Guizhou University of Traditional Chinese Medicine, Guiyang, 550025, Guizhou, China.
The Second Affiliated Hospital of Guizhou University of Traditional Chinese Medicine, Guiyang, 550003, Guizhou, China.
Sci Rep. 2022 Aug 27;12(1):14632. doi: 10.1038/s41598-022-19061-3.
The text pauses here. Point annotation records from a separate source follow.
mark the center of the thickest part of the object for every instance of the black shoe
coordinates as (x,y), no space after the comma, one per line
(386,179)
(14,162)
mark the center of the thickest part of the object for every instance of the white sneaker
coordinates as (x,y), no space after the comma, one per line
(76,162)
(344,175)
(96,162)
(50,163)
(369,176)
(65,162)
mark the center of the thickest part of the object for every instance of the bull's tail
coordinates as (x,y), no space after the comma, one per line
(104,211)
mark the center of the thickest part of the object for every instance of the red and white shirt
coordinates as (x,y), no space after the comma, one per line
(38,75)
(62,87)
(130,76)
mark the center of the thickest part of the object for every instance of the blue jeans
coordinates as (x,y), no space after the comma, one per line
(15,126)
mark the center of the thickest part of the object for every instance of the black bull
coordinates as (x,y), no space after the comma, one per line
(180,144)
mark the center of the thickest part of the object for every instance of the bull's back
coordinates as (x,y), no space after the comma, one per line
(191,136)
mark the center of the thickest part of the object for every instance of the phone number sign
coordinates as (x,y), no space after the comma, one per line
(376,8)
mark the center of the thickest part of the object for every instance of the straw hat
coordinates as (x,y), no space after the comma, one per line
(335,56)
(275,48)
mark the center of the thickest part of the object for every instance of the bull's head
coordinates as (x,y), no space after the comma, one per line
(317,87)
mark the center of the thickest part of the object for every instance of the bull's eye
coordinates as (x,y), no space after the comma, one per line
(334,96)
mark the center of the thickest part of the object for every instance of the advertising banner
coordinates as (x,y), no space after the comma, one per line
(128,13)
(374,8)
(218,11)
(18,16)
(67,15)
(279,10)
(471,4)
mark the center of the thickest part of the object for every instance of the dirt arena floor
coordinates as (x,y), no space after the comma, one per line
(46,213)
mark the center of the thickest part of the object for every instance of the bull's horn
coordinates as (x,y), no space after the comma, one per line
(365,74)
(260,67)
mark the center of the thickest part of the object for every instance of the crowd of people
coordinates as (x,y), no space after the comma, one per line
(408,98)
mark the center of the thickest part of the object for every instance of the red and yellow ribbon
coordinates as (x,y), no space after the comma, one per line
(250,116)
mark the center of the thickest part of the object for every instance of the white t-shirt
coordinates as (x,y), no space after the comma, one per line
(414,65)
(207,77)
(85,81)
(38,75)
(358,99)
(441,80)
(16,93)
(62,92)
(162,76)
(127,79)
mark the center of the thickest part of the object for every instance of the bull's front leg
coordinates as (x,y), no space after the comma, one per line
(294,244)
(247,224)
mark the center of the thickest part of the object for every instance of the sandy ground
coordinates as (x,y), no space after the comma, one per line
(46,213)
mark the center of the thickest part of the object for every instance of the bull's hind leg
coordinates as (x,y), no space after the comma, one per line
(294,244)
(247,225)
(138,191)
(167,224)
As one of the most common malignancies, gastric cancer (GC) is the third leading cause of cancer-related deaths in China. GC is asymptomatic in early stages, and the majority of GC mortality is due to delayed symptoms. It is an urgent task to find reliable biomarkers for the identification of GC in order to improve outcomes. A combination of dried blood spot sampling and direct infusion mass spectrometry (MS) technology was used to measure blood metabolic profiles for 166 patients with GC and 183 healthy individuals, and 93 metabolites including amino acids, carnitine/acylcarnitines and their derivatives, and related ratios were quantified. Multiple algorithms were used to characterize the changes of metabolic profiles in patients with GC compared to healthy individuals. A biomarker panel was identified in training set, and assessed by tenfold cross-validation and external test data set. After systematic selection of 93 metabolites, a biomarker panel consisting of Ala, Arg, Gly, Orn, Tyr/Cit, Val/Phe, C4-OH, C5/C3, C10:2 shows the potential to distinguish patients with GC from healthy individuals in tenfold cross-validation model (sensitivity: 0.8750, specificity: 0.9006) and test set (sensitivity: 0.9545, specificity: 0.8636). This metabolomic analysis makes contribution to the identification of disease-associated biomarkers and to the development of new diagnostic tools for patients with GC.
作为最常见的恶性肿瘤之一,胃癌(GC)是中国癌症相关死亡的第三大主要原因。GC 在早期阶段无症状,大多数 GC 死亡率是由于症状延迟。寻找可靠的 GC 标志物以改善预后是当务之急。本研究采用干血斑采样和直接进样质谱(MS)技术,对 166 例 GC 患者和 183 例健康个体进行了血液代谢谱测量,并对 93 种代谢物(包括氨基酸、肉碱/酰基肉碱及其衍生物和相关比值)进行了定量分析。使用多种算法来描述与健康个体相比,GC 患者代谢谱的变化。在训练集中确定了一个生物标志物组合,并通过十折交叉验证和外部测试数据集进行评估。在系统选择 93 种代谢物后,由 Ala、Arg、Gly、Orn、Tyr/Cit、Val/Phe、C4-OH、C5/C3、C10:2 组成的生物标志物组合在十折交叉验证模型(灵敏度:0.8750,特异性:0.9006)和测试集(灵敏度:0.9545,特异性:0.8636)中具有区分 GC 患者和健康个体的潜力。这项代谢组学分析有助于识别与疾病相关的生物标志物,并为 GC 患者开发新的诊断工具。